Key insights into the ion data have come from Los Alamos teammate Wilson, a doctoral graduate of the Imperial College of Science, Technology and Medicine, London. Wilson, having focused on planetary magnetospheric studies, is examining Saturn's magnetosphere, particularly the plasma properties, densities, pressure, and speed of rotation--all data that will aid understanding of the global Saturnian system and aid the many researchers creating computer simulations of the ringed planet by providing known values.

"This moon carves a hole in the plasma," Wilson noted, and even though the spacecraft does not rotate to give the instruments a view of all possible directions, he and other experts in the field have put their expertise to the test in understanding what their data can tell them about this unique feature of the icy moon.
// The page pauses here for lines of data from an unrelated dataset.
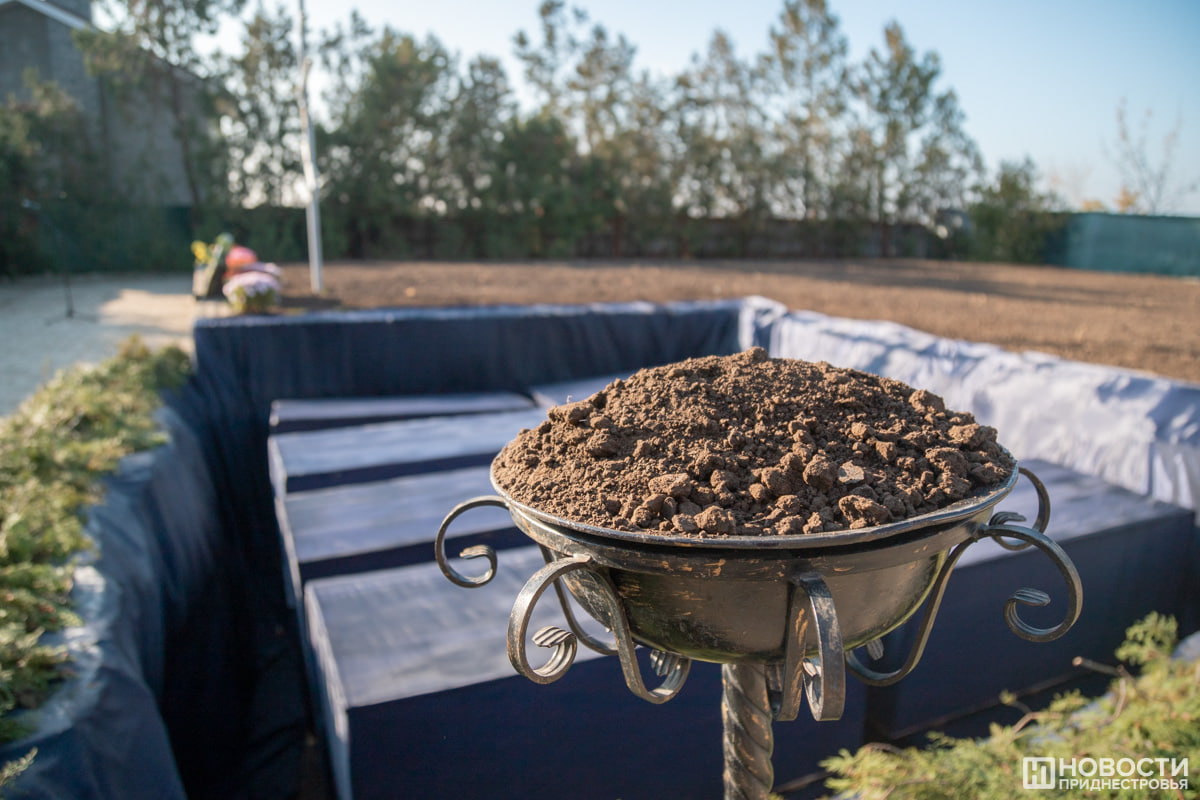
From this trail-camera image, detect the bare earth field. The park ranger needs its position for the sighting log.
[282,259,1200,383]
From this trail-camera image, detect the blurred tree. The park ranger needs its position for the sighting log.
[968,158,1063,264]
[515,1,671,255]
[767,0,848,218]
[222,2,301,206]
[670,31,779,235]
[841,22,982,248]
[318,20,456,258]
[1111,97,1200,215]
[488,113,584,258]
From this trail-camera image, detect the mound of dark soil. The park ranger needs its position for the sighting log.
[494,348,1014,536]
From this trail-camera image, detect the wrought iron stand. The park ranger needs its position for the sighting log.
[436,468,1082,800]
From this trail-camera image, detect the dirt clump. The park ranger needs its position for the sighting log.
[493,348,1014,536]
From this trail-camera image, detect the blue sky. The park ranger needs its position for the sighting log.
[306,0,1200,216]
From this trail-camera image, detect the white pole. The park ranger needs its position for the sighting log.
[298,0,324,294]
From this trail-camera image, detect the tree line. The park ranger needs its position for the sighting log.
[0,0,1052,271]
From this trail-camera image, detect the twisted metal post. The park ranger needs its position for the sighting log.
[721,663,775,800]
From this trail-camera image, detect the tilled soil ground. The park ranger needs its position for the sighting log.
[274,259,1200,383]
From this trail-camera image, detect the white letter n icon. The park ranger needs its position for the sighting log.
[1021,756,1055,789]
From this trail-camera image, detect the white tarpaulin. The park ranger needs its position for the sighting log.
[769,312,1200,522]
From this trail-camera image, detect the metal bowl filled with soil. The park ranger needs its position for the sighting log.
[436,350,1081,720]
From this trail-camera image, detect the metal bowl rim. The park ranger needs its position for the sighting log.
[488,451,1020,551]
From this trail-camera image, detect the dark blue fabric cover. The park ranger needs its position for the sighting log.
[277,467,529,603]
[869,461,1198,739]
[268,408,546,497]
[271,392,533,434]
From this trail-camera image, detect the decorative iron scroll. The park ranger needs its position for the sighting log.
[508,551,691,704]
[767,572,846,722]
[433,495,509,589]
[846,467,1084,686]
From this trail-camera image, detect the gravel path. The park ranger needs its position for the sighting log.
[0,273,197,416]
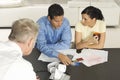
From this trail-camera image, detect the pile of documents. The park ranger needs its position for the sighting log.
[73,49,108,67]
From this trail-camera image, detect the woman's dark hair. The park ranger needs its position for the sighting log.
[81,6,104,20]
[48,4,64,19]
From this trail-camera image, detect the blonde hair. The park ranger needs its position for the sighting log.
[8,18,38,43]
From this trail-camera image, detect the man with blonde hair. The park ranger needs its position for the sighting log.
[0,18,38,80]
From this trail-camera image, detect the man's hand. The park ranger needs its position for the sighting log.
[87,37,98,44]
[58,53,72,65]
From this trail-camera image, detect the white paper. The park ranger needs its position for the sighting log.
[38,49,77,62]
[74,49,108,67]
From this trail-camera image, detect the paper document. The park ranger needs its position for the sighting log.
[38,49,108,67]
[73,49,108,67]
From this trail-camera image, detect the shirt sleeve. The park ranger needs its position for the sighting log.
[75,22,82,32]
[100,21,106,33]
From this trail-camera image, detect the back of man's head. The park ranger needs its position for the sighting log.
[48,4,64,19]
[9,18,38,43]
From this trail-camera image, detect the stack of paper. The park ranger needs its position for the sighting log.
[73,49,108,67]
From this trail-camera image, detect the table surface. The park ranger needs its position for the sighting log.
[68,48,120,80]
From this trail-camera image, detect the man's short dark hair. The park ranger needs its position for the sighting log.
[48,4,64,19]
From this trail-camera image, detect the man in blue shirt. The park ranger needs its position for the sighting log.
[36,4,71,65]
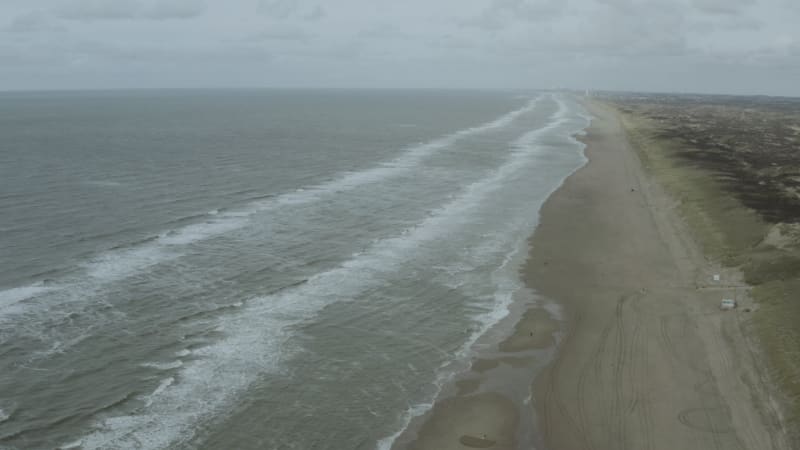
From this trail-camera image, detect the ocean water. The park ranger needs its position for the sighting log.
[0,90,588,450]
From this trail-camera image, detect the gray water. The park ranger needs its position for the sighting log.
[0,90,588,449]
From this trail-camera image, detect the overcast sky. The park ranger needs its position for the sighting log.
[0,0,800,96]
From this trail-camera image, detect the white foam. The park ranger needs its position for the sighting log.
[140,360,183,370]
[145,377,175,406]
[0,96,541,324]
[73,93,576,449]
[376,96,589,450]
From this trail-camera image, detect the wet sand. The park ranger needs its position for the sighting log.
[525,104,789,450]
[404,103,790,450]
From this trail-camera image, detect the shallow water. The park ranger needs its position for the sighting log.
[0,91,588,449]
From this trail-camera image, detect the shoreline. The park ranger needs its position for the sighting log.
[524,103,789,450]
[392,98,790,450]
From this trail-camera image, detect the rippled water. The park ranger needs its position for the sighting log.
[0,91,587,449]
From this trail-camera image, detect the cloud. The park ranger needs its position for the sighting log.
[55,0,142,20]
[258,0,297,19]
[244,26,314,42]
[144,0,206,20]
[303,5,328,21]
[356,23,411,40]
[692,0,755,14]
[462,0,567,31]
[55,0,206,21]
[3,10,66,33]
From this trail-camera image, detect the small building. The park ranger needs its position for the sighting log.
[719,298,736,311]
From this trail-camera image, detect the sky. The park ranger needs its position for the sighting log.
[0,0,800,96]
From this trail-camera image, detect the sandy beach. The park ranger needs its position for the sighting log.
[404,102,790,450]
[525,104,789,450]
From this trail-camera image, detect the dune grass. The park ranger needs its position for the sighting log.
[612,105,800,440]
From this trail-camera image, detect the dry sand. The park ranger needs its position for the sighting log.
[404,99,790,450]
[525,104,789,450]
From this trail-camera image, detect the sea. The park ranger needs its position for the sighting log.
[0,89,590,450]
The full CAPS team involves scientists and engineers from 14 institutions and six countries, including former Los Alamos staff member Dave Young, now the principal CAPS investigator at the Southwest Research Institute in San Antonio, Texas. At Los Alamos, the CAPS effort was made possible by the work of numerous members of International, Space, and Response Division and its predecessor organizations. The IMS was designed by Los Alamos staff member Beth Nordholt of Biological and Quantum Physics and former staff member Dave McComas. In addition, current members of the team include McAndrews, Tokar, and Wilson along with Michelle Thomsen, Dot Delapp, and Mike Henderson, all of International, Space and Response Division.

Los Alamos National Laboratory, a multidisciplinary research institution engaged in strategic science on behalf of national security, is operated by Los Alamos National Security, LLC, a team composed of Bechtel National, the University of California, The Babcock & Wilcox Company, and Washington Group International for the Department of Energy's National Nuclear Security Administration.

Los Alamos enhances national security by ensuring the safety and reliability of the U.S. nuclear stockpile, developing technologies to reduce threats from weapons of mass destruction, and solving problems related to energy, environment, infrastructure, health, and global security concerns.